The Voice of IP

The Many Faces of Video

By TMCnet Special Guest
Jonathan Rosenberg, Chief Technology Strategist, Skype.
  |  February 01, 2011

This article originally appeared in the Feb. 2011 issue of Unified Communications Magazine

Statistics show what everyone knows: Video usage on the Internet continues to grow.

In September, Limelight Networks (News - Alert) estimated that more than 50 percent of Internet traffic was video; the Cisco Visual Networking Index predicts that by 2014 this will be 90 percent. Around 40 percent of Skype’s (News - Alert) calls are now video. If you combine this with the fact that Skype now represents 24.7 percent of all worldwide international long-distance traffic, it means that almost 10 percent of all ILD traffic is video.

All video is not the same, however. There are three different types found on the Internet today:

Streaming:  Non-real-time, unidirectional delivery of stored content to a user’s computer. An example of this is Hulu (News - Alert).

Broadcast: Real-time unidirectional delivery of video from a source to one or more receivers. An example of this is Qik (News - Alert) (recently acquired by Skype).

Chat: Real-time, bidirectional delivery of video between users. An example of this is Skype.

Chat and streaming are at the opposite ends of the spectrum, with broadcast somewhere in the middle. For a non-technologist, the differences may seem subtle, but they make all of the difference in the world in the quality of the experience. I’m often asked why Skype-to-Skype video chat doesn’t look as good as watching an HD movie trailer on Apple (News - Alert). There are three technical differences that account for this.

The first key difference is that streaming video is heavily buffered, while chat video is not. What does this mean? Because streaming video is not being watched in real time, the server can begin sending content to the user’s computer, which can store it, and begin playing it out after it has stored a few seconds worth. While the user is watching, the server can send more of the content, so that the user has the next few seconds or minutes, and eventually the entirety of the content is stored on their computer. Because of this, hiccups in delivery of the video over the Internet do not interrupt the user’s viewing experience.

However, video chat is real time. Because it is used in an interactive conversation, it cannot be buffered up on the recipient’s computer, leaving little to no time for retransmissions and correction of errors. For this reason, video chat will appear more choppy or have more errors (blockiness or odd coloration), relative to streaming video.

The second key difference is the encoding process. The process of encoding a video is extremely compute-intensive. For streaming video, the encoding process can be done by powerful servers, and that process can take as long as needed. This means that high-quality and high-resolution encoding can be used. For chat, the video is encoded in real time: The computer cannot take longer than 1 second to encode 1 second’s worth of video, or else it would fall behind.

Furthermore, the encoding process is done by the user’s own computer or mobile device.
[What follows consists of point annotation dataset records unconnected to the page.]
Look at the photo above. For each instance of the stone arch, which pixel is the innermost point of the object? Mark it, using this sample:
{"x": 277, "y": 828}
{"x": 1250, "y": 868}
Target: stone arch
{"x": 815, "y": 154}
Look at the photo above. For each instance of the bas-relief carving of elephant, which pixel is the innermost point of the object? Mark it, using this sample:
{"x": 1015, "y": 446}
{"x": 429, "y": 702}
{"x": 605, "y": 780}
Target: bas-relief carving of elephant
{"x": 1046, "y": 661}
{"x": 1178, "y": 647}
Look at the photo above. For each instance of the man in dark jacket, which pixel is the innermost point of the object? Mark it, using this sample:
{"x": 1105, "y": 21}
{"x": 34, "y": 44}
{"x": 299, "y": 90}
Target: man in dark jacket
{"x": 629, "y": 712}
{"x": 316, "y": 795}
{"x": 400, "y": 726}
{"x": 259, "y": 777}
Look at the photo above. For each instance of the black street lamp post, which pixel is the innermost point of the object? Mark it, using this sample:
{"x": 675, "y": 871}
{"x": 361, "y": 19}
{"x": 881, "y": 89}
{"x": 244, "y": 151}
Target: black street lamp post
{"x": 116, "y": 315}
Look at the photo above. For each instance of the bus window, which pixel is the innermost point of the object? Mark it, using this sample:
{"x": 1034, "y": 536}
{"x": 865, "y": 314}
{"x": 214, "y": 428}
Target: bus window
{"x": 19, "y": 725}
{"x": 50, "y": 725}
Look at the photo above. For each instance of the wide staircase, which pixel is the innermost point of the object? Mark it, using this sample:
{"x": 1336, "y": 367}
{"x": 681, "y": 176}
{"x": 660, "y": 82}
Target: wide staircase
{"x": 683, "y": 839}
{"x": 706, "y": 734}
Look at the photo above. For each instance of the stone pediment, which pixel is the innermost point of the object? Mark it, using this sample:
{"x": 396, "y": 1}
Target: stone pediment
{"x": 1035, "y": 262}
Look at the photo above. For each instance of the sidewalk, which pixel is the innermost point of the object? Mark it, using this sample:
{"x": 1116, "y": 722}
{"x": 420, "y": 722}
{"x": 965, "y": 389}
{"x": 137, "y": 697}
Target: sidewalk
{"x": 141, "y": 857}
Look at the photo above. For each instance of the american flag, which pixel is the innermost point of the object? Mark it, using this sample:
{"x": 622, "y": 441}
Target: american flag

Today’s average computer is not yet capable of encoding HD video in real time. Mobile devices are even farther away from being able to do it. For this reason, the quality and resolution of streaming video is typically much better than video chat.

The final key difference is the asymmetry of bandwidth usage. In streaming video, a user utilizes his or her Internet connection to download the video, but he or she does not need to upload any data at the same time. For video chat, the user will be uploading video (to send to the other participants) while downloading video at the same time. For many users, home networks provide asymmetric bandwidth – they have much more bandwidth for downloading then uploading. In a video chat, the overall experience is constrained by the slowest upload speed among the participants. In video streaming, it is constrained by the download speed of the single viewer. In the United States, the ratio of download to upload speeds is approximately 5:1. This means that streaming video has five times as much bandwidth available as video chat!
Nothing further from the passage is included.